Senate Agenda - EXHIBIT I - March 20, 1998


  1. Senate Membership: Graduate Studies: Medicine & Dentistry, Science and Health Sciences Constituency

    Recommended: That Rob Lipson, elected representative for the Faculty of Graduate Studies: Medicine & Dentistry, Science and Health Sciences constituency, be granted a leave of absence (term from March 1 to August 31, 1998), and that Jim Moorhead be elected to serve as his alternate.

  2. Composition of the Subcommittee on Capital Allocations (SUCA)

    Recommended: That the composition of SUCA be amended to include the Planning Analyst, Institutional Planning and Budgeting, as a resource person (non-voting).


    When SUCA was established as a subcommittee of SCUP, supplanting the previous Senate Committee on University Development (SCUD), its composition reflected the role of the Department of Facilities and Capital Planning. The responsibilities of that Department have since been assumed by the Office of Institutional Planning and Budgeting, and the Planning Analyst has been assigned primary responsibility in the areas of space and facilities planning.


  1. Review of the Restructured Procedures for Admissions, Academic Programs, and Scholarships (S.96-55)

    In March 1996, Senate approved a new set of procedures for admissions, academic programs and scholarships which resulted in disbanding two standing committees and four subcommittees of Senate, establishing SCAPA (Senate Committee on Academic Policy & Admissions), and delegating to the Deans final approval authority in certain matters. Senate asked that the Operations/Agenda Committee and SCAPA review the restructured system within two years of implementation.

    SCAPA conducted a review, focusing particularly on the functioning and effectiveness of the "virtual committee" of deans which operates an interactive electronic mail facility with a restricted mailing list. The purpose of the Committee (now known as "DAP" - Deans: Academic Programs) is to review proposals from Faculties with respect to revisions to programs, and the introduction, revision and withdrawal of courses. Where there are no objections raised, the proposals are approved; when an objection is raised, the issue is referred to SCAPA for resolution.

    SCAPA consulted users of DAP over several months and through this process identified a number of minor details that required fine-tuning. Overall, the restructured system that Senate approved in 1996 is working very well. The amount of time spent in committees has been reduced dramatically since SCAAPP, the Scholarship Committee, and four subcommittees were replaced by a system that delegates more authority to the Faculties (with their Deans acting as spokespersons through DAP) and focuses the work of SCAPA at the policy level.

  2. Consideration of a Policy of Universal Salary Disclosure [S.98-003, S.98-023c]

    There has been discussion at the past two Senate meetings (the January 23 inquiry from Professor Seligman and the February 20 response from Dr. Mercer) about considering the adoption of a policy of universal salary disclosure at Western. At the February meeting, this matter was referred to the Operations/Agenda Committee.

    The Committee, at its meeting of March 12, discussed at length how a policy of universal salary disclosure might be examined, and found that the question is more complex than expected. Although it was acknowledged that Senate may wish to develop a policy of salary disclosure, Operations/Agenda has concluded that there are both practical and jurisdictional obstacles to doing so.

    Historically, salaries at Western have been treated as "personal information", and therefore have not been disclosed, except as required by the Ontario Public Sector Salary Disclosure Act which requires public reporting of salaries of $100,000 or more annually. Disclosure of one's salary might arguably affect one's working conditions. If that view prevailed, then the release of individual salaries might be considered significant in collective bargaining. In any case, the issue is bound to be controversial and would undoubtedly attract a great deal of discussion. This would mean that any ad hoc committee charged with investigating the prospect of salary disclosure would expect to be engaged in a lengthy and time-consuming process.
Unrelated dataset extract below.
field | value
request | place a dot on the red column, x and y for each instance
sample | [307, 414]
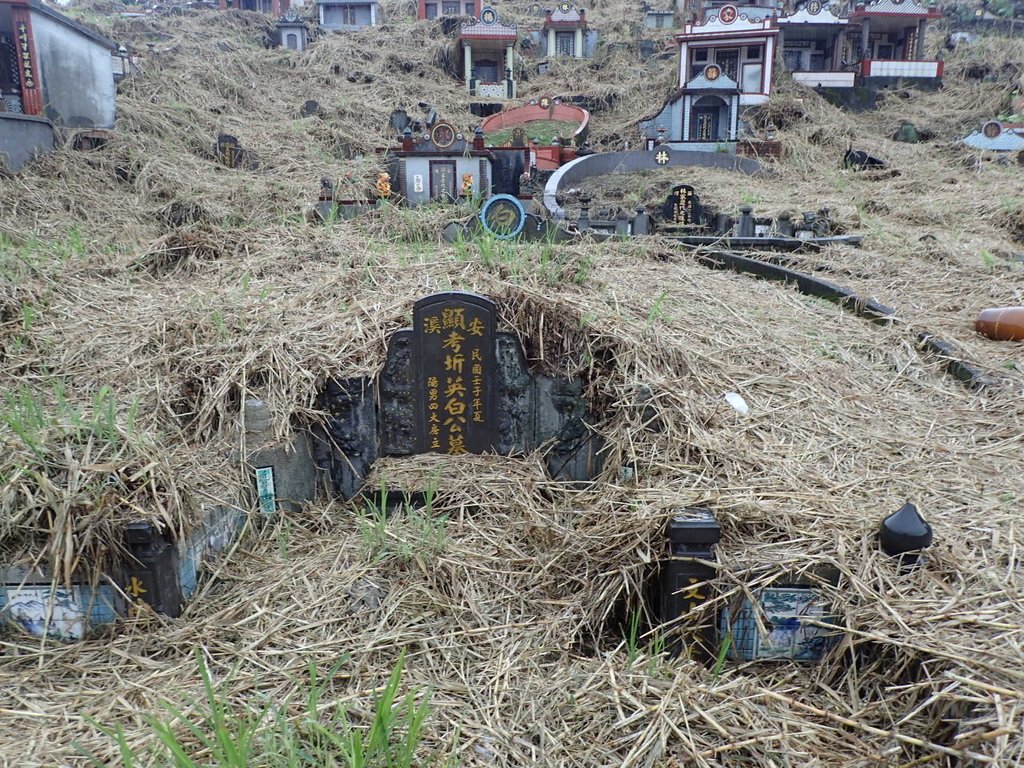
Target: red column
[28, 61]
    The value of engaging an ad hoc committee to invest a good deal of time examining the question of salary disclosure also calls into question Senate's role vis-à-vis salary policy. Senate's responsibilities, according to the University of Western Ontario Act, relate to the academic policy of the University. As well, Senate may "pass resolutions and make recommendations to the Board with respect to any matter connected with the administration of the University and the promotion of its affairs but this clause shall not be construed to subtract from the powers and duties conferred on the Board elsewhere in this Act".
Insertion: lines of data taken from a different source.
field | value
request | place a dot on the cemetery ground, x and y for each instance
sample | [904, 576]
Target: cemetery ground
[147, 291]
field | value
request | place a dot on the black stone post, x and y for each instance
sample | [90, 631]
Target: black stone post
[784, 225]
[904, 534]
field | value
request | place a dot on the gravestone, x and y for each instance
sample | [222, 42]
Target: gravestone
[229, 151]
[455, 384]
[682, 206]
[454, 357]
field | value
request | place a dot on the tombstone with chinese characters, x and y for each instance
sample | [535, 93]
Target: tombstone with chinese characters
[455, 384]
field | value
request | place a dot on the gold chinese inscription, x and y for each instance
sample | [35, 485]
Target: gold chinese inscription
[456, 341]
    Salary matters more clearly fall under the purview of the Board of Governors which has the power to "fix and provide for the remuneration" of employees. The Act also gives the Board residual authority, such that powers not expressly given to the Senate are to be exercised by the Board.

    As a result of consideration of all of these issues, the Operations/Agenda Committee concluded that Senate's authority could extend only to recommending to the Board that the full disclosure of faculty salaries be pursued. Senate could not unilaterally establish a policy of salary disclosure, or direct the Board to do so.